Just in the St. Cloud area, two districts — the St. Cloud Area School District and the Sartell-St. Stephen School District — are requiring that face masks be worn by everyone, vaccinated or not, inside school buildings. Meanwhile, the ROCORI and Sauk Rapids-Rice school districts are not requiring masks, and at Catholic Community Schools, “face coverings will be optional but strongly recommended of employees, students, and visitors of Catholic Community Schools as long as schools do not exceed a 5% COVID-19 infection rate of the total school population within a 14-day rolling average time period, at which point temporary universal face covering will likely be required,” according to the schools’ COVID-19 opening guidelines.
“This is the third academic year for educators and students in the state of Minnesota that has been affected by COVID-19. That’s a lot,” Specht said. “With variants, knowing that so many children don’t qualify for the vaccine right now, the fact that safety protocols are not apparent or as firmly in place as they would like, just a lot of unknowns — and, quite frankly, a lot of angry people out in the public — I can honestly say that this is a very stressful year already.”
Specht says if parents and community members want to help teachers’ mental well-being, reach out to them.
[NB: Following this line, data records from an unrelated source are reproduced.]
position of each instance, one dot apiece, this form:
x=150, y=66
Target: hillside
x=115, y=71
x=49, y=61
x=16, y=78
“Reach out to your school and the educators in your school system to find out what they need,” Specht said. “Parents, in particular, are part of the team; educating students requires a lot of people on that team. So, when parents and community members are working together with educators in a school district, we just get better outcomes.”
Specht adds that Education Minnesota has been connecting educators to some support systems to help teachers with their mental health and emotional well-being.
Pekel says the relationships that teachers build with their students in the first few weeks of class will be important for teachers’ and students’ mental health, so school leaders should make sure teachers have the time and space to make those connections.
“I think we need to help parents remember that teachers are humans and they lived through the same very stressful pandemic that we did as parents,” Pekel adds. “Many of them are parents themselves. We need to give teachers some grace and also trust in their professionalism that they do have a sense of what kids need.”